One example of an organization enabling broad data sharing across industries is Safegraph, which has formed an interdisciplinary consortium with over 1000 organizations, including the CDC, major academic research institutions, transaction data providers and government organizations at all levels. This consortium’s mission is to support COVID-19 response efforts by sharing aggregated and anonymized – and some synthesized – data on social distancing, foot traffic and consumer spending to retail establishments.
The comprehensive datasets the Safegraph consortium is collecting from thousands of retail chains and millions of consumers and small businesses provide critical input for government agencies in managing the broader economic recovery, as well as for financial institutions planning for the hoped-for rebound in consumer spending.

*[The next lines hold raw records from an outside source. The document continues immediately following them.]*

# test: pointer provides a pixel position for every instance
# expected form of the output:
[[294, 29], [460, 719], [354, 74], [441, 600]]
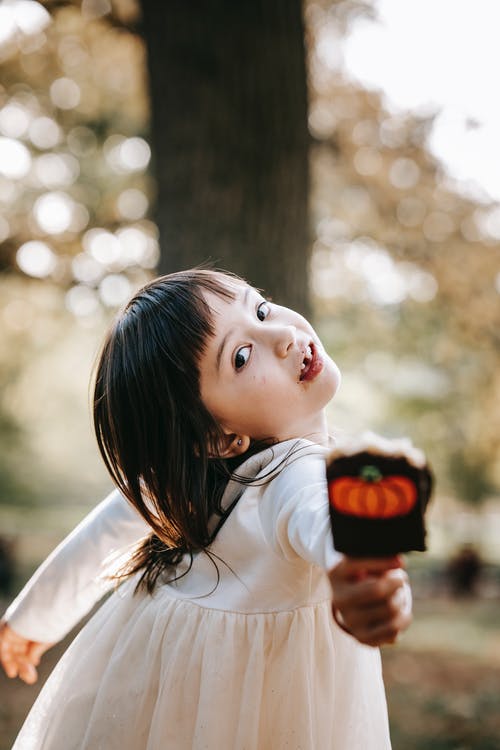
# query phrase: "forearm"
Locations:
[[76, 575]]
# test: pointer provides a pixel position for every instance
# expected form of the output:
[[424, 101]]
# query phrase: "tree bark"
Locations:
[[230, 140]]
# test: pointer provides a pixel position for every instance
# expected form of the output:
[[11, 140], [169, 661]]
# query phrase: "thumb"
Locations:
[[36, 650]]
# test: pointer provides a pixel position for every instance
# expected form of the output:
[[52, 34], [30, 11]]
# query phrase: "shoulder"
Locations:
[[297, 465]]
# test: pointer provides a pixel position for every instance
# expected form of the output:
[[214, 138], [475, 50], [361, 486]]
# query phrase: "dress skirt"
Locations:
[[164, 673]]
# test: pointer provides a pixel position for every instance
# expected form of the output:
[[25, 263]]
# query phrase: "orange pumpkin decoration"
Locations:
[[371, 495]]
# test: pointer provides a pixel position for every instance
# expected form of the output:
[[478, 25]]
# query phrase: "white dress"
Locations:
[[246, 658]]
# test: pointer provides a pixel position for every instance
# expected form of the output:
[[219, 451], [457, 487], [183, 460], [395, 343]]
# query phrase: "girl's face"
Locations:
[[264, 373]]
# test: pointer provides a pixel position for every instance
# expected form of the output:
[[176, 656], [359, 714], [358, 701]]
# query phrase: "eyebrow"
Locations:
[[223, 343]]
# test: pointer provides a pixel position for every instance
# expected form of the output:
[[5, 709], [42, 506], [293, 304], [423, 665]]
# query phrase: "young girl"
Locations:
[[209, 413]]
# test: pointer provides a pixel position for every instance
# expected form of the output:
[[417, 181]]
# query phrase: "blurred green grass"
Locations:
[[443, 678]]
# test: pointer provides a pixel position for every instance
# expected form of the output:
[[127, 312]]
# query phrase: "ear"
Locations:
[[231, 445]]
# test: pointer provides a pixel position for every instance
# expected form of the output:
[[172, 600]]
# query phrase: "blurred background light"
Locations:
[[81, 141], [14, 120], [132, 204], [127, 154], [30, 17], [404, 174], [15, 159], [56, 170], [4, 228], [115, 290], [65, 93], [102, 245], [82, 301], [86, 269], [54, 212], [36, 259], [44, 132], [441, 79]]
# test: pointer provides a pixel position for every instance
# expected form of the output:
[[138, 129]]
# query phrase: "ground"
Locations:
[[442, 678]]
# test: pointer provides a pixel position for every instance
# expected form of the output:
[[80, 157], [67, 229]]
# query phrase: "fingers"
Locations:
[[376, 607], [355, 567], [367, 591]]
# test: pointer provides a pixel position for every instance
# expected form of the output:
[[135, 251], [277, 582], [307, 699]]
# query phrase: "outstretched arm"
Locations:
[[371, 599], [68, 584]]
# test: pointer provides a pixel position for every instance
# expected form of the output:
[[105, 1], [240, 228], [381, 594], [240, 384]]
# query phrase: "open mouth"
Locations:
[[312, 364]]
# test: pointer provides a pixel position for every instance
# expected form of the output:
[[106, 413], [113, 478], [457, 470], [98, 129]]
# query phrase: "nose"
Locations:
[[285, 339]]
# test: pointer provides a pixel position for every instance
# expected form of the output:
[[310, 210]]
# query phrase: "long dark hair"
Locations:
[[152, 428]]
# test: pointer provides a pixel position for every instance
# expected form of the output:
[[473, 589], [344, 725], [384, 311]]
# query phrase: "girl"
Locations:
[[209, 413]]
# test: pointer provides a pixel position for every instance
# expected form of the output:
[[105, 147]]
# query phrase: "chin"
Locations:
[[333, 377]]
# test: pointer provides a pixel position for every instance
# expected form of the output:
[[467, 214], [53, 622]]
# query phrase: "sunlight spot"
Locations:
[[15, 159], [367, 161], [132, 204], [82, 301], [114, 290], [438, 226], [102, 245], [65, 93], [14, 120], [86, 269], [44, 132], [36, 259], [54, 212], [4, 228], [55, 170], [31, 17], [404, 174], [127, 154]]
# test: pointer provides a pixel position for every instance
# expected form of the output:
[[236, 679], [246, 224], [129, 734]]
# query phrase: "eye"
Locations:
[[263, 310], [241, 357]]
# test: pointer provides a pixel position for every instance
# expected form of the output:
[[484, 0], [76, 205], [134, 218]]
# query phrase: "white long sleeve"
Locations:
[[70, 581], [296, 508]]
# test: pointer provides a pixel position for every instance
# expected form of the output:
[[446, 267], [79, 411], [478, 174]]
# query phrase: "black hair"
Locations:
[[152, 427]]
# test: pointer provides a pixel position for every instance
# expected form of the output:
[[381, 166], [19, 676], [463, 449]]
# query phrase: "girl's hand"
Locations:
[[371, 598], [19, 656]]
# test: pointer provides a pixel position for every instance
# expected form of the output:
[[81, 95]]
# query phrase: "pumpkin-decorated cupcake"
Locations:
[[378, 491]]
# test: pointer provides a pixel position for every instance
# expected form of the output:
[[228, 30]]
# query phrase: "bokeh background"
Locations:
[[404, 270]]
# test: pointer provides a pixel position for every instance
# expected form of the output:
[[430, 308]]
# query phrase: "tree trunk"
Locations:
[[230, 140]]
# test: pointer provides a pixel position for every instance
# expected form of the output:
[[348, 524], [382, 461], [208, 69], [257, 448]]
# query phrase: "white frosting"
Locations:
[[372, 443]]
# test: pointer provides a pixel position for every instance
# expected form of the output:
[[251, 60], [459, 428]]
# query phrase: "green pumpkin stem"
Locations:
[[370, 474]]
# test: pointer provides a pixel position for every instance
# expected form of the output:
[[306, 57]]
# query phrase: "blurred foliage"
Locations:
[[404, 264]]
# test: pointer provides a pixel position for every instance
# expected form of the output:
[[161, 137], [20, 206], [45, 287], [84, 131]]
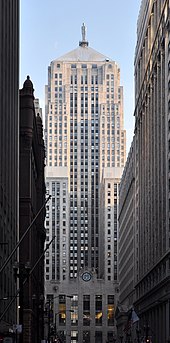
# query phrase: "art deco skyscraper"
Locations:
[[85, 141]]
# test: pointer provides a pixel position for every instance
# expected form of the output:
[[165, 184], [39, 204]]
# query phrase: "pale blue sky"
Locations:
[[50, 28]]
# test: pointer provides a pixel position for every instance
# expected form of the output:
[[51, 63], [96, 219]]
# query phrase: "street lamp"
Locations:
[[21, 271]]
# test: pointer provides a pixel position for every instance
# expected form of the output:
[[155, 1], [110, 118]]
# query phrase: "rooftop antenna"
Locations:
[[84, 42]]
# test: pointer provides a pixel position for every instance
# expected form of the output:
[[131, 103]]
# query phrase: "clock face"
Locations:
[[86, 276]]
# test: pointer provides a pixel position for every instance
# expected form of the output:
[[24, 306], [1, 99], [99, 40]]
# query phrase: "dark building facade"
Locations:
[[150, 195], [31, 200], [9, 151]]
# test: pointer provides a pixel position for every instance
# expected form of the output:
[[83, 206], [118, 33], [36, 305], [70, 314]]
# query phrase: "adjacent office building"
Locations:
[[152, 178], [86, 143], [29, 268], [9, 150]]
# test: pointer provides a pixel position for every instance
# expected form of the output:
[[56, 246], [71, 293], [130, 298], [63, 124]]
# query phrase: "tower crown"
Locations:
[[84, 42]]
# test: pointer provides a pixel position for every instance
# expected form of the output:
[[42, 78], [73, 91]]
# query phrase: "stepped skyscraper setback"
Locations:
[[86, 143]]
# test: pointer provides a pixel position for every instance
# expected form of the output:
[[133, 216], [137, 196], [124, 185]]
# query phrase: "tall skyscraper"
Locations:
[[9, 150], [150, 230], [85, 141]]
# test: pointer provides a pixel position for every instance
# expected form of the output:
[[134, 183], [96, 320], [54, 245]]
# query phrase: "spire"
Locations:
[[84, 42]]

How Can Synthetic Data Help Businesses Navigate the COVID Crisis?
Combining health data with economic data allows us to construct models for guiding reopening planning, identifying businesses by level of criticality and economic value and balancing this against the level of health risk posed to customers of those types of businesses. Below is an example of one such model: a reopening roadmap created by Facteus based on consumer spending data from over 1000 banks and input from 26 health analysis sources. Depending on which quadrant a business falls into and the infection levels in a local area, government officials and business owners can use the roadmap to make better informed decisions as they work to reopen their local economies.
Safe, accessible and comprehensive data is critical to getting our economy going again. Synthesization of data allows for broad sharing of the inputs businesses and municipalities need to make decisions, all with much reduced levels of concern by healthcare professionals, government officials, business owners, compliance officers and PR staff about the risks of personally identifiable information (PII) being misused or stolen.
Beyond COVID, How Can Synthetic Data Help Us in Financial Services?
Imagine how useful a synthetic data set would be as a product manager or business owner. With easily accessible, rapidly updatable and statistically valid synthetic data, a product manager could be much more proactive in responding to customer issues, predicting future product trends, or generating ideas for new product features based on deeper analysis of product usage and customer feedback. All of this with much reduced levels of concern by business owners, compliance officers and PR staff about the risks of personally identifiable information (PII) being misused or stolen. Synthetic data can also be used to accurately train machine learning models and neural networks, critical for such areas as fraud detection and management systems, which need mountains of reliable data for testing and strengthening.
Start thinking about how you can safely unlock your data to support your own internal business planning, as well as your customers and potentially others in the ecosystem who may be able to use that data to more effectively support the government and private sector in bringing us out of this crisis and back toward improving employment levels, business performance and consumer confidence. Synthetic data is a powerful tool long leveraged by scientists in their research; now is the time for those of us in the business and financial communities to add it to our tool sets as well.